Google continues to race into the future of search: tourism and product searches are making their way into generative AI search, and you can now try on real clothes on generated models.
In the US, Google recently began rolling out the Search Generative Experience (SGE) to select testers. Instead of directly displaying relevant websites in response to a search query, Google generates an AI answer with additional questions and selected human-written sources.
Google is now extending this feature to travel and product searches. For example, when searching for a location, Google generates a query that combines information from multiple sources, including photos, user reviews and websites. Here, Google has a big advantage over the competition thanks to the location and user data it has collected over many years.
It’s a similar story with shopping queries: In addition to product images, prices, and links to stores, Google also displays AI-generated reviews of the products, which are composed of reviews from around the web, similar to what Amazon does. In addition, Google offers a generated list of things to consider when buying, such as battery life in the case of Bluetooth speakers.
Further questions then connect the user to the Google chatbot, which can refine the initial product selection, for example, by selecting the best-rated waterproof speaker.
Virtual models for online shopping
In another new search feature from Google, searchers can now view clothing on virtually generated models that better match their own body shape and size. The AI models are designed to help people better anticipate how clothes will actually look on their bodies, rather than on typical catalog models.
Clothing sizes for the AI models range from XXS to 4XL and are initially available for women’s tops and select brands. A version for men’s tops will follow later this year.

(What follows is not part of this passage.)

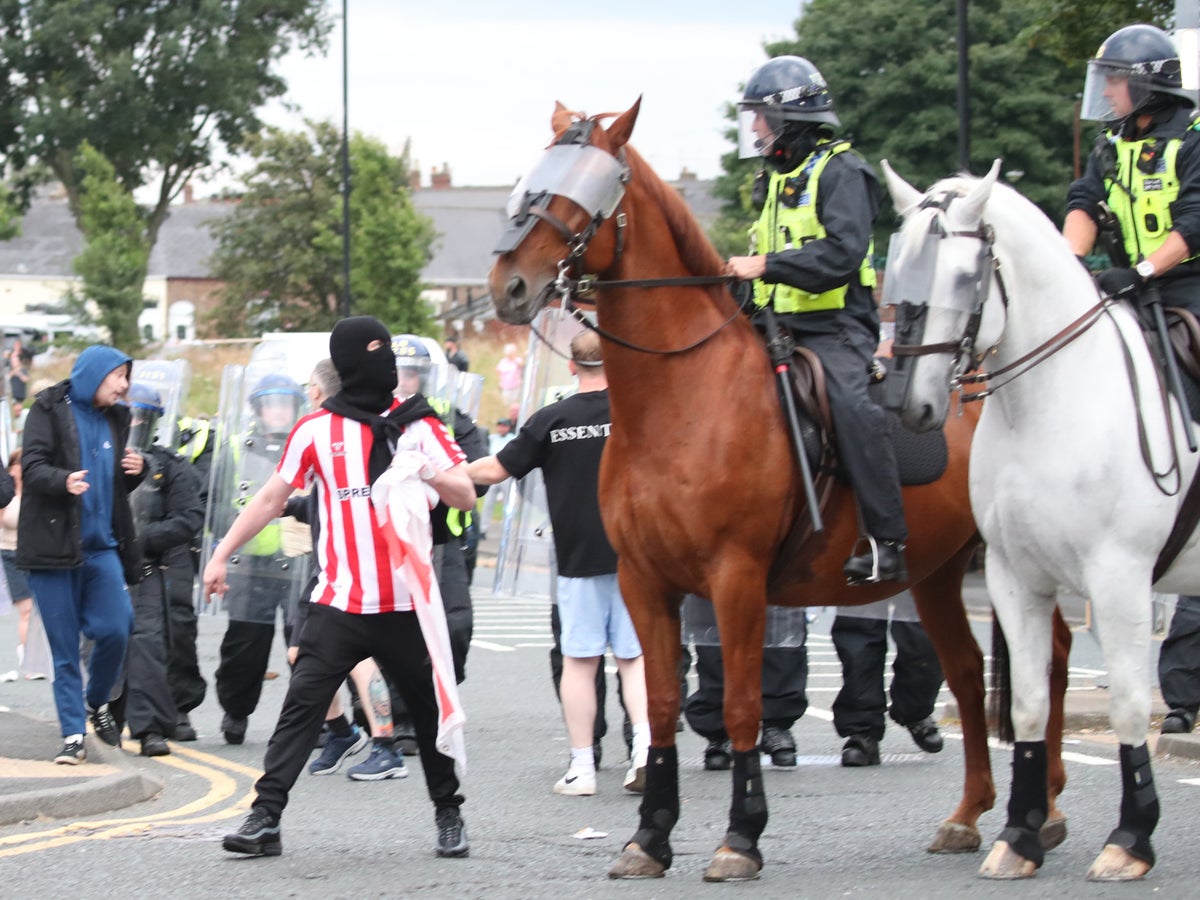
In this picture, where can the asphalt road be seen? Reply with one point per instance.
(833, 832)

The models are created using diffusion technology, which is also used in image models such as Midjourney or Stable Diffusion. Google trained the image model with data from its Shopping Graph, which aggregates information from websites, prices, reviews, videos and, most importantly, product data that Google receives directly from brands and retailers.
The science behind “TryonDiffusion”, as the new model is called, and an interactive demo are available on the project page on Github. In tests with human evaluators, they preferred TryOnDiffusion’s results by about 90 percent over existing methods.

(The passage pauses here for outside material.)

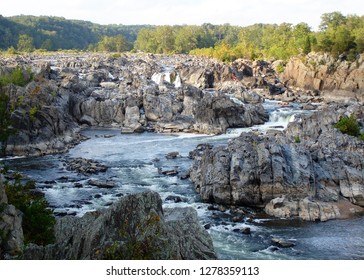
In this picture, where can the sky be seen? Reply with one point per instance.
(171, 12)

AI also refines and simplifies the apparel search experience. For example, you can search for clothes by a combination of price, color, and pattern.
Examples like these make it increasingly clear that generative AI in search is likely to strengthen the dominance of Google’s search engine rather than weaken it, as some have suggested (including me). Thanks to the new AI services, users could spend even more time in the Google ecosystem. This creates space for Google to advertise more.